Tous les 20 mai depuis 1972, les Camerounais, sur toute l’étendue du territoire, marquent par des défilés et autres manifestations monstres cette date qui a été décrétée comme fête nationale de leur pays. Mais, pour ceux qui connaissent l’histoire du Cameroun, la signification de cette fête demeure confuse, démagogique et absurde.
Il est vrai que le 20 mai reste pour beaucoup de Camerounais une date exceptionnelle, à plus d’un titre : c’est le jour où des partis politiques en mal de représentativité peuvent leur offrir pagnes, T-shirts, bouteilles de bière et même des billets de banques pour les convaincre à aller défiler dans leurs rangs. Les plus chanceux qui ont pu d’une manière ou d’une autre rallier le cercle étroit de la Nomenklatura au pouvoir seront invités au Palais de l’Unité ou dans les résidences des chefs des autres unités administratives régionales pour faire ripaille aux frais du contribuable. Ceux qui restent chez eux ne sont pas oubliés. La télévision nationale leur montre, pendant des heures, comment pendant que de ce côté ils tirent le diable par la queue, de l’autre côté là-bas, d’autres Camerounais peuvent encore solliciter les caisses de l’Etat pour organiser des banquets et des orgies dont les coûts et le faste n’ont aucune commune mesure avec la situation économique réelle d’un Ppte pris en étau entre la misère ambiante et les exigences des différents bailleurs de fonds.

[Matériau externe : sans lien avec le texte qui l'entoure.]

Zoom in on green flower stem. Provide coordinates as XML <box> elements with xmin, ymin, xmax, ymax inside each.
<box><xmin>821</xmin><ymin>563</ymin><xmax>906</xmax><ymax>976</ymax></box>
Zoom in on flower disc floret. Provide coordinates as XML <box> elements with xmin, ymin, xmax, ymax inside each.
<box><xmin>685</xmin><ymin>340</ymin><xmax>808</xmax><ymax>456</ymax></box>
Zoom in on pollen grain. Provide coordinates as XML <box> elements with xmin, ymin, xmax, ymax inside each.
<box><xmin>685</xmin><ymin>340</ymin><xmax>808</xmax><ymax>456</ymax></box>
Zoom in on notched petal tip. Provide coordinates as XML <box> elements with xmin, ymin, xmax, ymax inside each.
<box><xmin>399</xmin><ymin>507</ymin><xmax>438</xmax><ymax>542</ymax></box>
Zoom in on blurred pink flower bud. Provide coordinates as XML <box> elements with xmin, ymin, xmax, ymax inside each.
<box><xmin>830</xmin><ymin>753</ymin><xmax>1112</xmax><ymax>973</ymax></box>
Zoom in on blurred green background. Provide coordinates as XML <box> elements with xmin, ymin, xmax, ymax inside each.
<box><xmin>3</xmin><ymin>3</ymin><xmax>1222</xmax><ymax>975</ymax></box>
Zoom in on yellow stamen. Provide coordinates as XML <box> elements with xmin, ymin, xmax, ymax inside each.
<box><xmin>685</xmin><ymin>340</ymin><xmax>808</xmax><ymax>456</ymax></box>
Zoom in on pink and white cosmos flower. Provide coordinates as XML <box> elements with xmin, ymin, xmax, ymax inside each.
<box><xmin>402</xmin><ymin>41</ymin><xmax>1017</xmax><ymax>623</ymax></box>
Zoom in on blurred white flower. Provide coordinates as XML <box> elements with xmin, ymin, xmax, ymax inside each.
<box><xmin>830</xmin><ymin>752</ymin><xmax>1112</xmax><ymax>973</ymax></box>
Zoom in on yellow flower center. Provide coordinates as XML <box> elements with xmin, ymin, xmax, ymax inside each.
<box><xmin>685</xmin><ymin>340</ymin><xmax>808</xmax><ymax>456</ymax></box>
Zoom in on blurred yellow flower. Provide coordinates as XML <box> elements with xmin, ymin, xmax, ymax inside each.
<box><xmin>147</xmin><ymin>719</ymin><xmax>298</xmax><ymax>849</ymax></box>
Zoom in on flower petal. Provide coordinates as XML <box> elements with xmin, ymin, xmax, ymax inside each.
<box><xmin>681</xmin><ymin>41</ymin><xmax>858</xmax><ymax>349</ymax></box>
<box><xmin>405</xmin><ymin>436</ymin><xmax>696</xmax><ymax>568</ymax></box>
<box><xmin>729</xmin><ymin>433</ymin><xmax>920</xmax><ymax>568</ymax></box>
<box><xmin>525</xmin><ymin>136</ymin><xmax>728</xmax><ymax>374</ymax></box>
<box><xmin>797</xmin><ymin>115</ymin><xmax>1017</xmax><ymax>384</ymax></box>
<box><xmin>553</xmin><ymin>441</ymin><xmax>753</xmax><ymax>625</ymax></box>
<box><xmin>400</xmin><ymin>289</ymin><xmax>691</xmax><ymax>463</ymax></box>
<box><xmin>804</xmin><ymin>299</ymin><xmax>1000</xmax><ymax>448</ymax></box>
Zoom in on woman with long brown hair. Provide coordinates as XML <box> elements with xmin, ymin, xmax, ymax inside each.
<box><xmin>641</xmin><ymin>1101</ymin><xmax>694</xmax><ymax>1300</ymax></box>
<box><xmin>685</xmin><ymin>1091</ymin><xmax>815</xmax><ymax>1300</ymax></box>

Mais, au-delà de ces plaisirs, cette évasion et cette duperie d’un jour, combien de Camerounais sont capables de vous donner exactement le contenu de l’événement qui impulse un tel folklore et de si grandioses festivités ? C’est pourquoi nous avons voulu jeter un pavé dans la mare, en posant aujourd’hui au grand public cette question fondamentale que beaucoup de Camerounais se posent depuis près de trois décennies : Qu’est-ce qu’une fête nationale ? Pourquoi le 20 mai, plutôt qu’une autre date (1er janvier (pseudo-Indépendance) ou 1er octobre (pseudo-réunification) par exemple), a-t-il été choisi comme fête nationale au Cameroun ?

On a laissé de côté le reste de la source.